I think compact verification aware languages will be of particular interest to anyone wanting to make machine learning models write code at scale. Verification, and test generation, seem critical to the process of getting feedback from the program itself and improving the automatic code generation process. Not quite as powerful as self-play was for two player game playing, but it's got to be close.
Yeah “Reinforced learning with compiler feedback” in addition to RLHF.
For that reason I suspect that Rust could do pretty well in terms of its writeablility by an LLM, but there's the problem of the relatively small training codebase in the wild which make LLMs perform quite poorly in Rust at the moment (Llama3 70B being far worse than even ChatGPT 3.5 on that, but even ChatGPT 4 can't write nontrivial Rust code right now). So it seems hard to even bootstrap the process.
I've tried a few times to get into this but honestly it's very very difficult. You pretty much need to have a degree in formal verification to be able to actually verify anything except toy examples. I kept hitting cases where things wouldn't verify, and the reason is due to something deep in the implementation that really only the authors would know about.
Also the language is huge, and while it's quite well documented, the level of documentation you want for this is far more than for a normal language.
On the plus side, the authors are really helpful on Github, and the IDE support in VSCode is great.
This doesn't surprise me too much. I've written a fair bit of BPF code and getting programs to verify is very difficult and inevitably requires reading the verifier code.

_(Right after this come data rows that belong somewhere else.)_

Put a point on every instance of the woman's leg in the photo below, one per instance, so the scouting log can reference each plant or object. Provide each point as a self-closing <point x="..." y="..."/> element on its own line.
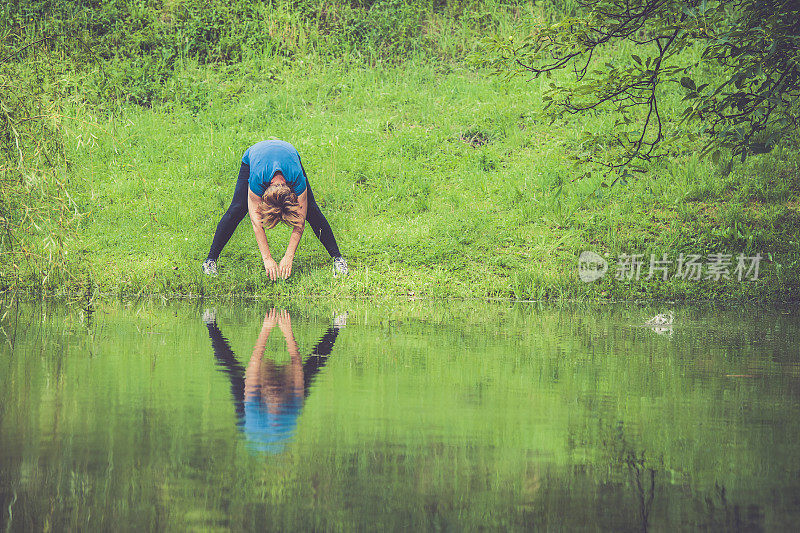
<point x="320" y="226"/>
<point x="235" y="213"/>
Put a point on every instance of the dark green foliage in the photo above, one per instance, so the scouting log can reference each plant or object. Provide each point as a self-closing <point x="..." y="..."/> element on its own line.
<point x="742" y="89"/>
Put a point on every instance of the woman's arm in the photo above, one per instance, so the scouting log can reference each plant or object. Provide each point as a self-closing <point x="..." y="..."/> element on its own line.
<point x="252" y="380"/>
<point x="261" y="238"/>
<point x="285" y="268"/>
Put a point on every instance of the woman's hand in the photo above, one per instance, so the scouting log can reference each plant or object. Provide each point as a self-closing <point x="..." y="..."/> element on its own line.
<point x="272" y="268"/>
<point x="285" y="321"/>
<point x="271" y="319"/>
<point x="285" y="268"/>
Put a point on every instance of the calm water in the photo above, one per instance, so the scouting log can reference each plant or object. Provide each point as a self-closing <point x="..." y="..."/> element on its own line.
<point x="415" y="417"/>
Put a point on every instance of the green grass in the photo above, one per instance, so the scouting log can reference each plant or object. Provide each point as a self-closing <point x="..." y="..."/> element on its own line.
<point x="439" y="181"/>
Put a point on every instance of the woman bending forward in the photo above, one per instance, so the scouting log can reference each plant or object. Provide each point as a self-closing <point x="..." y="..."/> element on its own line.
<point x="273" y="187"/>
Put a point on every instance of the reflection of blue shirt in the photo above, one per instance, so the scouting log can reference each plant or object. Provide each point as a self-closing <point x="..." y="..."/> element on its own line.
<point x="268" y="157"/>
<point x="266" y="431"/>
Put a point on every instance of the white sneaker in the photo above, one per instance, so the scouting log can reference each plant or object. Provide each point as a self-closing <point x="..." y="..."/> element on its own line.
<point x="210" y="267"/>
<point x="339" y="267"/>
<point x="340" y="320"/>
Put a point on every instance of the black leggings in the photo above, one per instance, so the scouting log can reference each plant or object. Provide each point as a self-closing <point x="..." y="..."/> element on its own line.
<point x="238" y="210"/>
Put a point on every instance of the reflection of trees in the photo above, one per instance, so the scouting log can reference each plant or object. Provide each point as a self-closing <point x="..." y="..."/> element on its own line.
<point x="646" y="490"/>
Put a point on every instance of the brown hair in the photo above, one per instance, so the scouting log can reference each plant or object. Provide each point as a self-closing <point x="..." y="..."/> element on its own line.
<point x="278" y="204"/>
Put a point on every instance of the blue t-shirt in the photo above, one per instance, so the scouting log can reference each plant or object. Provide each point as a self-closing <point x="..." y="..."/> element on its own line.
<point x="268" y="157"/>
<point x="270" y="431"/>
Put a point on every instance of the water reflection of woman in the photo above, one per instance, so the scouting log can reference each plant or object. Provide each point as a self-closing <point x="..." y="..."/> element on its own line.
<point x="268" y="397"/>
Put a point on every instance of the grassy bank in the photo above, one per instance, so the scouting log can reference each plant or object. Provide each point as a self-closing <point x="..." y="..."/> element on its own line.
<point x="439" y="181"/>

It's interesting to compare this to the Rust borrow checker. As a Rust novice I've found out difficult, but not impossible, to translate my idea into a borrow-safe program. But the borrow checker is surely much much simpler than a full theorem prover, and nonetheless I believe it has taken _huge_ amounts of work to get it to its error messages to their present state of usability.
So I think this is likely to be a major challenge in any high-level language with a verification aspect.

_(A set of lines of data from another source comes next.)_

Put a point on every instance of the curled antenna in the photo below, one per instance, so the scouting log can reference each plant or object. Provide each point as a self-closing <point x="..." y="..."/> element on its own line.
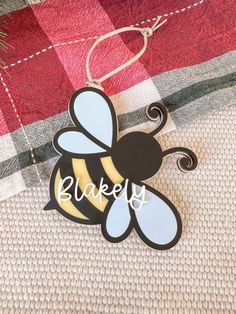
<point x="187" y="160"/>
<point x="156" y="111"/>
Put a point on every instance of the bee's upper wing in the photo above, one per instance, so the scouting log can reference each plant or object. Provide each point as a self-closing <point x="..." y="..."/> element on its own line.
<point x="93" y="112"/>
<point x="75" y="142"/>
<point x="157" y="222"/>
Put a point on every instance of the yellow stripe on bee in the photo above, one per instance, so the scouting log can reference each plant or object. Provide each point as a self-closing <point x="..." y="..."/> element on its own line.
<point x="110" y="170"/>
<point x="66" y="205"/>
<point x="84" y="182"/>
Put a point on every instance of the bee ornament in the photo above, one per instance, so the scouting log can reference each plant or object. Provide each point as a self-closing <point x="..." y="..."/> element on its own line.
<point x="91" y="153"/>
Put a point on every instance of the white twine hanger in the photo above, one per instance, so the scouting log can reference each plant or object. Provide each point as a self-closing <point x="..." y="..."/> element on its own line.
<point x="146" y="32"/>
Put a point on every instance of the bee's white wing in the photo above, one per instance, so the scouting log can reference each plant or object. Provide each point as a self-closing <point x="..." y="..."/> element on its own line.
<point x="77" y="143"/>
<point x="116" y="226"/>
<point x="92" y="109"/>
<point x="157" y="222"/>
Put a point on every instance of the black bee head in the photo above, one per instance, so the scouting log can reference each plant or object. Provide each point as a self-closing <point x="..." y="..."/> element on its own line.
<point x="137" y="156"/>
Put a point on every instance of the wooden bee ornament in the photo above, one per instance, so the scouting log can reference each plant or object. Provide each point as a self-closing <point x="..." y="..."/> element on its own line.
<point x="93" y="158"/>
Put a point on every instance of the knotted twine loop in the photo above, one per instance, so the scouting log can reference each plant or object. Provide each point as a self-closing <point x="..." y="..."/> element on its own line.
<point x="146" y="32"/>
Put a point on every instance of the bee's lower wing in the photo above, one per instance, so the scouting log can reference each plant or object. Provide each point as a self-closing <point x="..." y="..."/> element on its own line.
<point x="72" y="141"/>
<point x="116" y="225"/>
<point x="157" y="222"/>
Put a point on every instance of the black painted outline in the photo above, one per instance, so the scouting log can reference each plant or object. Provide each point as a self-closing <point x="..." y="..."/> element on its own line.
<point x="133" y="221"/>
<point x="104" y="229"/>
<point x="175" y="212"/>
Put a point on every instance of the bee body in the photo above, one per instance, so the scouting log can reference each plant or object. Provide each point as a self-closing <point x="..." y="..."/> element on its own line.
<point x="82" y="173"/>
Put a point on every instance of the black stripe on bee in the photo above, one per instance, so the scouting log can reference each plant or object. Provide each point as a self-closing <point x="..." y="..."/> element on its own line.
<point x="84" y="205"/>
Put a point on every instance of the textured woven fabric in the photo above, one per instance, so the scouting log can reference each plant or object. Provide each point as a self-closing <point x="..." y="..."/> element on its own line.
<point x="51" y="265"/>
<point x="192" y="55"/>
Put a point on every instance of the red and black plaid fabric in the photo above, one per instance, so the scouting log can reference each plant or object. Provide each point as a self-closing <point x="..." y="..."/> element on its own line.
<point x="189" y="64"/>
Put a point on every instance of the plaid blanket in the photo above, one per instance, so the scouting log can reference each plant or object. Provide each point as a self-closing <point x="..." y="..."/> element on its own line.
<point x="189" y="65"/>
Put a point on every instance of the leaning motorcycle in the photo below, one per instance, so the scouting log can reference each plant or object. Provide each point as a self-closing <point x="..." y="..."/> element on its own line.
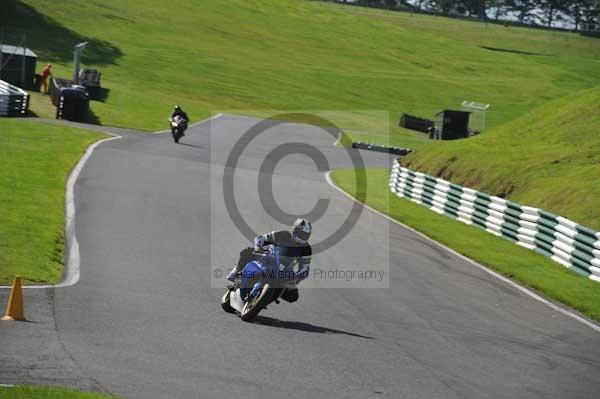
<point x="178" y="125"/>
<point x="273" y="271"/>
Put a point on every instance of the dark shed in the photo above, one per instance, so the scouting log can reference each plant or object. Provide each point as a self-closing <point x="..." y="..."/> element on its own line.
<point x="453" y="124"/>
<point x="17" y="65"/>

My takeaway with formal verification tools is that they are leaky abstractions. Sure, I can write a contract to prove a function's implementation but the moment Z3 takes too long to run, I need to peek into the tool is implemented and if there are any bugs in my triggers for quantifier instantiations.
I agree with parent. In an ideal world, I should not have to take graduate level coursework to prove a function's correctness. Sometimes, the programs I'm trying to verify are not proof-friendly, so I end up redoing my data structures just to make the proofs go through.

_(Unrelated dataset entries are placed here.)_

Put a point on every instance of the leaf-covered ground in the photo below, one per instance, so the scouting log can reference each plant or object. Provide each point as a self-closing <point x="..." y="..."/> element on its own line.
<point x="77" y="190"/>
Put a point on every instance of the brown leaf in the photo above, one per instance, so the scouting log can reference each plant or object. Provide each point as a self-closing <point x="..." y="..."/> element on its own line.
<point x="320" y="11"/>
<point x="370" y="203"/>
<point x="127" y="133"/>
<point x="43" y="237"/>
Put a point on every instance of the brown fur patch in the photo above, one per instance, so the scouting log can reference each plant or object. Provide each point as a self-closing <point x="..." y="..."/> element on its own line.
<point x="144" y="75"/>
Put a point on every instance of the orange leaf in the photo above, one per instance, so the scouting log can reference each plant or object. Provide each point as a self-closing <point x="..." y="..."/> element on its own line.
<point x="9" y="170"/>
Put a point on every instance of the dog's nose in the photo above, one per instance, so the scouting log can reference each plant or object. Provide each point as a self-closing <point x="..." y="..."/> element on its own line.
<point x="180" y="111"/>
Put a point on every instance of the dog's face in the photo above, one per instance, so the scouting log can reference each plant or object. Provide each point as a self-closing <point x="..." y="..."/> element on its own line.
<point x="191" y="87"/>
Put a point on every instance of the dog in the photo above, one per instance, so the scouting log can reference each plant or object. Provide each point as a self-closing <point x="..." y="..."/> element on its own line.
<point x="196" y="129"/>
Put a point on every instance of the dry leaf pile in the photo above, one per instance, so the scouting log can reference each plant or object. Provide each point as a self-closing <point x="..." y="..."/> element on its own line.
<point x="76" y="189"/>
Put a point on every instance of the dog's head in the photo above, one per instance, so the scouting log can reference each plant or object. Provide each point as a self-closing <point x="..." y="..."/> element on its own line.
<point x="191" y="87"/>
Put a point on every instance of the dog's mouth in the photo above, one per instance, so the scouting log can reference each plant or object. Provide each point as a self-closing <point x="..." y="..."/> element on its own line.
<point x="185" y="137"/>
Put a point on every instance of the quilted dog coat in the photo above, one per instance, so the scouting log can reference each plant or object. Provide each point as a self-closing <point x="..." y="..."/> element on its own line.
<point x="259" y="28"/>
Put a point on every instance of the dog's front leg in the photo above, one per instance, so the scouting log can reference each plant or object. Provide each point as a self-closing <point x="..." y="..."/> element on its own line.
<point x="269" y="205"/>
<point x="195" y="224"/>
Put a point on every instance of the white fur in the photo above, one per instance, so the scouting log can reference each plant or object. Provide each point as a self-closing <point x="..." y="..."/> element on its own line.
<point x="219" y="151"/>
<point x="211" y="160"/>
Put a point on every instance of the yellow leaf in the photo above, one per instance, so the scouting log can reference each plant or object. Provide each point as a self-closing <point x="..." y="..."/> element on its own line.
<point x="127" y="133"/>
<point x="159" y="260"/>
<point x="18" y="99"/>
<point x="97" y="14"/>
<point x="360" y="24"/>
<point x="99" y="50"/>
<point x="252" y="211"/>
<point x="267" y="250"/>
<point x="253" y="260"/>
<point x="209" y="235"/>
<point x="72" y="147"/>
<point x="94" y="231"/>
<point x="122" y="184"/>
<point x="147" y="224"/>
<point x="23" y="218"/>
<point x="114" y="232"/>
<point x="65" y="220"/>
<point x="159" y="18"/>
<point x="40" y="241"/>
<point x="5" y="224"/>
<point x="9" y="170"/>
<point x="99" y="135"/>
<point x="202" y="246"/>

> I kept hitting cases where things wouldn't verify, and the reason is due to something deep in the implementation that really only the authors would know about.
Can you recall a specific example? I'm not only curious how this comes about, but how Dafny expects you to resolve it. You must have to declare some kind of invariant for that property somewhere. This was the case when I played with C#'s code contracts, and sometimes this was challenging to ensure.
It's been a while but there was something about Dafny only loop unrolling or maybe inlining functions a certain number of times which meant my proof worked for like 1 and 2 byte numbers but not 3 or more.
Looks like a cornucopia of nice programming language features, including one that's in Ada that almost no other language provides: integer subset types/range types. Definitely promising.
The documentation is very jittery/laggy while scrolling on a phone though. I don't know why that's about, but it's distracting.
>including one that's in Ada that almost no other language provides: integer subset types/range types.
This is one of these features that seems so simple and makes life so much easier in embedded programming where you often have exact ranges for things, and also delta types for fixed-point math.
> K. Rustan M. Leino. Dafny: An Automatic Program Verifier for Functional Correctness. In LPAR-16, volume 6355 of LNCS, pages 348-370. Springer, 2010.
> K. Rustan M. Leino. Specification and verification of object-oriented software. In Engineering Methods and Tools for Software Safety and Security, volume 22 of NATO Science for Peace and Security Series D: Information and Communication Security, pages 231-266. IOS Press, 2009.
It depends on how feasible stable Rust is for popular projects. Many projects mandate nightly. Even if it is a fixed nightly version, the discrepancies across nightly versions add up since they don't just add APIs, they remove them too.
Unstable rustc can compile stable code. For code you'd write with Dafny I highly doubt it would be an issue. Perhaps you have a proof of the opposite?
I've only ever needed nightly when doing something a bit off the beaten path, like targeting microcontrollers. The Linux kernel is another big project that needs unstable. It's much more rare a need than you make it out to be.